I’ve written prior blog posts about downloading Five Year American Community Survey data estimates (ACS for short) for small area geographies, but one of the main hiccups is figuring out what variables you want to use. The census has so many variables that are just small iterations of one another (e.g. Males under 5, males 5 to 9, males 10 to 14, etc.) that it is quite a chore to specify the ones you want. Often you want combinations of variables or to calculate percentages as well, so you need to take two or more variables and turn them into your constructed variable.
I have posted some notes on the variables I have used for past projects in an excel spreadsheet. This includes the original variables, as well as some notes for creating percentage variables. Some are tricky — such as figuring out the proportion of black residents for block groups you need to add non-Hispanic black and Hispanic black estimates (and then divide by the total population). For spatially oriented criminologists these are basically indicators commonly used for social disorganization. It also includes notes on what is available at the smaller block group level, as not all of the variables are. So you are more limited in your choices if you want that small of area.
Let me know if you have been using other variables for your work. I’m not an expert on these variables by any stretch, so don’t take my list as authoritative in any way. For example I have no idea whether it is valid to use the imputed data for moving in the prior year at the block group level. (In general I have not incorporated the estimates of uncertainty for any of the variables into my analyses, not sure of the additional implications for the imputed data tables.) Also I have not incorporated variables that could be used for income-inequality or for ethnic heterogeneity (besides using white/black/Hispanic to calculate the index). I’m sure there are other social disorganization relevant variables at the block group level folks may be interested in as well. So let me know in the comments or shoot me an email if you have suggestions to update my list.
I would prefer if as a field we could create a set of standardized indices so we are not all using different variables (see for example this Jeremy Miles paper). It is a bit hodge-podge though what variables folks use from study-to-study, and most folks don’t report the original variables so it is hard to replicate their work exactly. British folks have their index of deprivation, and it would be nice to have a similarly standardized measure to use in social science research for the states.
The ACS data has consistent variable names over the years, such as B03001_001
is the total population, B03002_003
is the Non-Hispanic white population, etc. Unfortunately those variables are not necessarily in the same tables from year to year, so concatenating ACS results over multiple years is a bit of a pain. Below I post a python script that given a directory of the excel template files will produce a nice set of dictionaries to help find what table particular variables are in.
#This python code grabs ACS meta-data templates
#To easier search for tables that have particular variables
import xlrd, os
mydir = r'!!!Insert your path to the excel files here!!!!!'
def acs_vars(directory):
#get the excel files in the directory
excel_files = []
for file in os.listdir(directory):
if file.endswith(".xls"):
excel_files.append( os.path.join(directory, file) )

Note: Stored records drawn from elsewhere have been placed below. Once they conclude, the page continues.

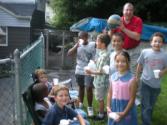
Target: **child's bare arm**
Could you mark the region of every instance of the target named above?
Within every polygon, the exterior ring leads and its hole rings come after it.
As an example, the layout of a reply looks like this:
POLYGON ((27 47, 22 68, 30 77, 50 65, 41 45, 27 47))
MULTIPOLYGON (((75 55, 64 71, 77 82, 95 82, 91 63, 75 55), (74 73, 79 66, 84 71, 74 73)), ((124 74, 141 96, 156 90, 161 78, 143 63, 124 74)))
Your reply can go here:
POLYGON ((162 77, 165 74, 167 74, 167 67, 160 71, 159 76, 162 77))
POLYGON ((71 49, 68 50, 67 55, 71 56, 77 53, 77 48, 79 46, 79 43, 76 43, 71 49))
POLYGON ((137 80, 140 79, 139 77, 140 77, 141 71, 142 71, 142 65, 138 63, 137 68, 136 68, 136 78, 137 78, 137 80))
POLYGON ((77 115, 77 119, 78 119, 80 125, 86 125, 85 121, 84 121, 84 119, 83 119, 83 117, 81 115, 77 115))
POLYGON ((120 119, 125 117, 129 110, 132 108, 132 106, 134 105, 135 102, 135 98, 136 98, 136 91, 137 91, 137 82, 136 82, 136 78, 133 79, 131 85, 130 85, 130 100, 128 102, 128 105, 126 106, 126 108, 124 109, 123 112, 120 112, 120 119))
POLYGON ((112 86, 110 84, 107 94, 107 113, 111 112, 111 98, 112 98, 112 86))

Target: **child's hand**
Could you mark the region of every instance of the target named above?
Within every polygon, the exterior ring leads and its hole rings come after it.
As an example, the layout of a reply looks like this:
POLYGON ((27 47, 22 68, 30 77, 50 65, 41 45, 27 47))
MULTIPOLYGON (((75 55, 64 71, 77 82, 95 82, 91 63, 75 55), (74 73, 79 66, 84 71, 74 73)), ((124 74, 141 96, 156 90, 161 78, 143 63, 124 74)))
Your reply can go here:
POLYGON ((92 71, 90 69, 85 69, 86 74, 91 75, 92 71))
POLYGON ((107 106, 107 114, 109 114, 111 111, 111 108, 109 106, 107 106))
POLYGON ((119 118, 115 120, 116 122, 121 121, 121 119, 125 117, 125 113, 124 112, 118 112, 118 115, 119 115, 119 118))

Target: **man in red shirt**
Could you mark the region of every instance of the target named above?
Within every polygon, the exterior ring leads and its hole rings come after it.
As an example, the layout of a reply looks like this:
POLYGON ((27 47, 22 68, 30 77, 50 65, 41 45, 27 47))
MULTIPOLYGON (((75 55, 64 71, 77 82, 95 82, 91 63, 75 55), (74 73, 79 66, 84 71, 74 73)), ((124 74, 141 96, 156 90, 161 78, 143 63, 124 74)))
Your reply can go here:
POLYGON ((122 32, 124 35, 123 48, 127 50, 131 57, 131 71, 135 73, 136 60, 140 54, 140 36, 143 22, 140 17, 134 16, 134 6, 132 3, 126 3, 123 7, 123 16, 121 24, 116 29, 111 29, 109 35, 114 32, 122 32))

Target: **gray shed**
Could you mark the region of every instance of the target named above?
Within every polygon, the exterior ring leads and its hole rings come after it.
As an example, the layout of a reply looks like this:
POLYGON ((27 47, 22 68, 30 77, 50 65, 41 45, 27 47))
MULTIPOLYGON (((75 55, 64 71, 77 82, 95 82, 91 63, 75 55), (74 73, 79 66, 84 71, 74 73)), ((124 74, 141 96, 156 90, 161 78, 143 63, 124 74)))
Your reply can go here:
POLYGON ((31 44, 33 29, 44 28, 45 7, 39 9, 39 3, 45 6, 44 2, 0 0, 0 59, 9 57, 16 48, 22 50, 31 44))

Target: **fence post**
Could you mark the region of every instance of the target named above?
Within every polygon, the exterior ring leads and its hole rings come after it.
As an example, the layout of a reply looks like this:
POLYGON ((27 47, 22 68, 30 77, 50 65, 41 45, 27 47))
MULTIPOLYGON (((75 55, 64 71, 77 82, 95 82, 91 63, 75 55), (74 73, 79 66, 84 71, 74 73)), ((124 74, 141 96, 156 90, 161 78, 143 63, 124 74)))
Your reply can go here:
POLYGON ((46 68, 48 67, 48 56, 49 56, 49 38, 47 37, 46 40, 46 53, 45 53, 45 38, 44 38, 44 34, 41 33, 41 37, 40 40, 42 40, 42 57, 44 57, 44 59, 42 59, 42 67, 46 68))
POLYGON ((61 61, 62 61, 62 67, 64 67, 64 51, 65 51, 65 32, 63 31, 63 36, 62 36, 62 57, 61 57, 61 61))
POLYGON ((14 51, 14 68, 15 68, 15 95, 16 95, 16 125, 23 125, 22 104, 21 104, 21 87, 20 87, 20 52, 14 51))

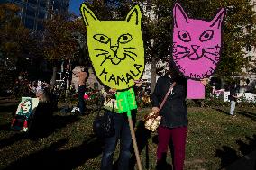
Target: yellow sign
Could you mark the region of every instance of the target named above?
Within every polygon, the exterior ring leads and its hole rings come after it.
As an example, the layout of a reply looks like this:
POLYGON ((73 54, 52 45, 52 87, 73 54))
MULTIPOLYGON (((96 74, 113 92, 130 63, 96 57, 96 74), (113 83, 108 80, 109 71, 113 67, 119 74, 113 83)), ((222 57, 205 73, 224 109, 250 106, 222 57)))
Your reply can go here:
POLYGON ((100 21, 85 4, 80 12, 87 26, 87 49, 97 78, 105 85, 124 90, 144 71, 142 12, 133 6, 123 21, 100 21))

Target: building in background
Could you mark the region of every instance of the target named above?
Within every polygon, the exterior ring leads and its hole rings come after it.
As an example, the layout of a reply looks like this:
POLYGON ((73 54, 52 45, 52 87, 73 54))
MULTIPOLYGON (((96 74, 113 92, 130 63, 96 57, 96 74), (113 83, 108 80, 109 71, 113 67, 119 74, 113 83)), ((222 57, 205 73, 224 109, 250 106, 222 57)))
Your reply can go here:
POLYGON ((20 16, 26 28, 43 30, 43 21, 50 17, 49 12, 65 14, 69 0, 4 0, 1 3, 14 3, 21 8, 20 16))

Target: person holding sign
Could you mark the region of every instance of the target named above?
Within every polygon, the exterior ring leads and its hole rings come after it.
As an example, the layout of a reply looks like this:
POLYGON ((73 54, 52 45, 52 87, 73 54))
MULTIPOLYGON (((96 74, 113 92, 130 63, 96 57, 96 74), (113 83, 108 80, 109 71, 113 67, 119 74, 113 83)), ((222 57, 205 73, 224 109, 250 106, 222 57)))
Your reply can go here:
POLYGON ((183 169, 185 144, 187 130, 187 108, 186 105, 187 79, 173 68, 160 76, 152 94, 152 112, 162 116, 158 128, 157 169, 165 168, 168 146, 173 157, 174 169, 183 169), (176 83, 160 112, 159 106, 172 84, 176 83))
POLYGON ((138 169, 142 170, 133 124, 133 111, 137 109, 134 81, 141 79, 145 64, 142 10, 136 4, 125 19, 120 21, 99 20, 86 4, 81 4, 80 12, 87 28, 87 49, 95 75, 111 89, 108 93, 114 94, 117 104, 115 112, 118 114, 109 112, 114 116, 116 134, 113 139, 106 139, 110 141, 106 141, 101 169, 112 169, 113 153, 120 138, 118 169, 129 168, 130 144, 133 141, 138 169))
MULTIPOLYGON (((140 86, 142 84, 137 82, 136 86, 140 86)), ((133 90, 131 90, 131 94, 134 96, 133 90)), ((130 127, 128 122, 127 114, 118 113, 118 103, 120 103, 121 94, 116 89, 103 90, 103 95, 105 100, 104 108, 105 114, 108 114, 114 119, 114 135, 105 139, 105 148, 103 151, 101 160, 101 169, 107 170, 113 167, 113 156, 116 148, 118 140, 120 139, 120 154, 118 169, 129 169, 129 160, 131 157, 131 145, 132 136, 130 132, 130 127)), ((135 123, 136 120, 136 109, 133 109, 132 120, 133 123, 135 123)))

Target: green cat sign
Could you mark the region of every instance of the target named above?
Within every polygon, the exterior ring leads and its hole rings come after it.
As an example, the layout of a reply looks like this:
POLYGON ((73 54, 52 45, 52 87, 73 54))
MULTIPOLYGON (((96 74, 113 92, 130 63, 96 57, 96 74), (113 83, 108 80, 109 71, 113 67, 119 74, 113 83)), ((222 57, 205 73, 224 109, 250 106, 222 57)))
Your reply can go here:
POLYGON ((124 90, 144 71, 142 12, 133 6, 123 21, 101 21, 85 4, 80 12, 87 27, 89 57, 105 85, 124 90))

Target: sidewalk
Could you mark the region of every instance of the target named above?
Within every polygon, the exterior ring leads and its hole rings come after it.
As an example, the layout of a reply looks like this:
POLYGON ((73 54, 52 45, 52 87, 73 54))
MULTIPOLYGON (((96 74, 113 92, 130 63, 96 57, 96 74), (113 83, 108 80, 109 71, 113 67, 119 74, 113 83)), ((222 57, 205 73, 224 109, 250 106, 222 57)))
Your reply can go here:
POLYGON ((238 159, 222 170, 256 170, 256 150, 238 159))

#getting the variables in a nice dictionaries
lab_dict = {}
loc_dict = {}
for file in excel_files:
book = xlrd.open_workbook(file) #first open the xls workbook
sh = book.sheet_by_index(0)
vars = [i.value for i in sh.row(0)] #names on the first row
labs = [i.value for i in sh.row(1)] #labels on the second
#now add to the overall dictionary
for v,l in zip(vars,labs):
lab_dict[v] = l
loc_dict[v] = file
#returning the two dictionaries
return lab_dict,loc_dict
labels,tables = acs_vars(mydir)
#now if you have a list of variables you want, you can figure out the table
interest = ['B03001_001','B02001_005','B07001_017','B99072_001','B99072_007',
'B11003_016','B14006_002','B01001_003','B23025_005','B22010_002',
'B16002_004']
for i in interest:
head, tail = os.path.split(tables[i])
print (i,labels[i],tail)
YD
/ August 24, 2018I am always following your post even though I don’t always understand or connect myself to all of them. Sometimes I think your posting is a detailed advice on the questions that I asked you in person. I appreciate that no matter if you meant it or not.
apwheele
/ August 24, 2018Yes you were the most recent student to ask, but I have given the same advice to others. It is helpful for myself even to make a post (instead of mucking through various files to figure out the variables I have used in the past).
Basically it is easier to search my blog than all of my project files. I see I need to add one more in my list, I used % renters for a recent paper at the block group level instead of % moved in the prior year.